Vance McDermott BFA Illustration Thesis Spring 2017
Lumpy Acres
Lumpy Acres is a small rural property about 25 miles from here that my wife and I purchased in April of 2015. It’s a 2 acre farm with a traditional farmhouse built in 1902 on a nearby plot of land but moved to it’s current location in the early to mid 60’s. Not long after we moved in we found an old newspaper attached to the inside walls of our bedroom closet. This paper was called The Oregon Mist, and it was published in the nearby town of St. Helens on April 11th, 1902. I can only assume why it was put there, but for me it serves as a time capsule, a marker for when the history of this place began.
When I’m idly sitting in my dining room or on my porch, I sometimes think about the lives that have been lived within the walls of my house, or all the boots and shoes that have been worn while walking around the earth outside. It is parallel to this history that I find myself having created the graphic novella that shares its name with the farm. What I have done with Lumpy Acres, the book, is to establish a chronicle of my history, my families history, and the property’s history as it is in 2017, 115 years after its establishment. This book is our story, the story of the Lump family, and when we are gone from this place and people look back on the history of this property, my book will be our contribution to the continuing narrative of this spot on the earth.
Instead of trying to pass ourselves off as amazing farmers I told our story as it really happened: I work at a grocery store to pay the bills, we’re just learning how to grow our own food, we do our work ourselves and by hand without the help of tractors or machinery, and we generally don’t know what we are doing but we’ve been learning a ton along the way.

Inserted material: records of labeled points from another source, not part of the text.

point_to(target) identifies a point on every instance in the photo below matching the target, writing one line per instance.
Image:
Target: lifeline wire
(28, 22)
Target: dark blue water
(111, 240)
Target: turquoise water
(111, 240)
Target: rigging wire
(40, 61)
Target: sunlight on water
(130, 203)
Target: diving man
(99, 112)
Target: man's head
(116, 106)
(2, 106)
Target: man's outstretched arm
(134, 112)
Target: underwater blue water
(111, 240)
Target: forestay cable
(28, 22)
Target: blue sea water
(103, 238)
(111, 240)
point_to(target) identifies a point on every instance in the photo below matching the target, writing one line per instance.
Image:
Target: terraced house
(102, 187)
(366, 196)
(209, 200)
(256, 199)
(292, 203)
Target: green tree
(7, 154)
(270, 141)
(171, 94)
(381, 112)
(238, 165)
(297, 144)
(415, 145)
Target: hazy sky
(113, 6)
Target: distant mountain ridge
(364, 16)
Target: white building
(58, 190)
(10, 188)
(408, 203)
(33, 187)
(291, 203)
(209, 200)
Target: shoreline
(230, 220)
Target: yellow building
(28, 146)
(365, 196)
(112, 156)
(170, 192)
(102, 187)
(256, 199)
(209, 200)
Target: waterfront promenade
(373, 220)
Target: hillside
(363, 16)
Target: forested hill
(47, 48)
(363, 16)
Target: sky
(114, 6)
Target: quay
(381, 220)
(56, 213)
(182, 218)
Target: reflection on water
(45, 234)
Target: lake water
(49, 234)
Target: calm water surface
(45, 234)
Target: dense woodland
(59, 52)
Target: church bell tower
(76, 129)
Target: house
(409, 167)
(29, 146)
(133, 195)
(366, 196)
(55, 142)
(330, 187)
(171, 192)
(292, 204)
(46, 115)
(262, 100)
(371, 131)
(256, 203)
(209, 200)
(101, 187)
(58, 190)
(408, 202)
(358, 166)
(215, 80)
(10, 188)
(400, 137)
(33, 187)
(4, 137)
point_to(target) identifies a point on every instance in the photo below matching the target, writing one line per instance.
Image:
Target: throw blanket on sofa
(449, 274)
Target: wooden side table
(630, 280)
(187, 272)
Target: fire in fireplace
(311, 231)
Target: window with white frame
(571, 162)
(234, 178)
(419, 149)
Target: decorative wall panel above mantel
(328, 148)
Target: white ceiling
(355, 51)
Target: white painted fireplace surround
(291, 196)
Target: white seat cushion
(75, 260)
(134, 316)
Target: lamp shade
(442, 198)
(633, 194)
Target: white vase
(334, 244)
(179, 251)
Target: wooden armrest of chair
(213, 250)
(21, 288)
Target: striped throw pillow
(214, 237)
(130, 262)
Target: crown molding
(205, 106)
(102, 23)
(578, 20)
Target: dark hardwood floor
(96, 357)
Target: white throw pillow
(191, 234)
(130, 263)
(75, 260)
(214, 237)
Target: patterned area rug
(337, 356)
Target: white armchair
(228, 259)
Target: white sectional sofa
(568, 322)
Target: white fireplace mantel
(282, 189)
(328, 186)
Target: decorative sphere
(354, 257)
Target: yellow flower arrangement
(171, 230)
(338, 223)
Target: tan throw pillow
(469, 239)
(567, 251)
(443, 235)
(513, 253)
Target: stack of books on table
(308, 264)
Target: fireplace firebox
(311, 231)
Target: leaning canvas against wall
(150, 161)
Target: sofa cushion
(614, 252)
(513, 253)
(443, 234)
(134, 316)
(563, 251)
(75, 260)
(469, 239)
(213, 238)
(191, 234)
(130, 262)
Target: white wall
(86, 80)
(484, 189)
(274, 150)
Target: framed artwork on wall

The physical form of the book is 48 pages, 9 and a quarter by 10 and 3 quarter inches, with 5 colors used throughout. The form doesn’t neatly fit into a particular established category for the comics medium, it is kind of short to be called a graphic novel but it is longer and bigger in scope than a single issue of a comic book series. So I have tended to stick with comic memoir or graphic novella. The stories in Lumpy Acres are not just a random collection of anecdotes. The pacing and placement of each narrative, even each blank page, is put there with the intention of creating space and time that emulates the sense of time on the farm.
The structure of the narrative is divided into 4 parts that follow the seasons of a year: Winter, Spring, Summer, and Fall. Each chapter begins with a spot illustration of the landscape of my farm, my house, and the barn that was built in the 1890s. The chapters are of varying lengths, from 8 to 15 pages, depending on how important that time of year is to the farm and my experience. Each season ends with another spot illustration of a more conceptual approach, based on the strongest theme of the chapter.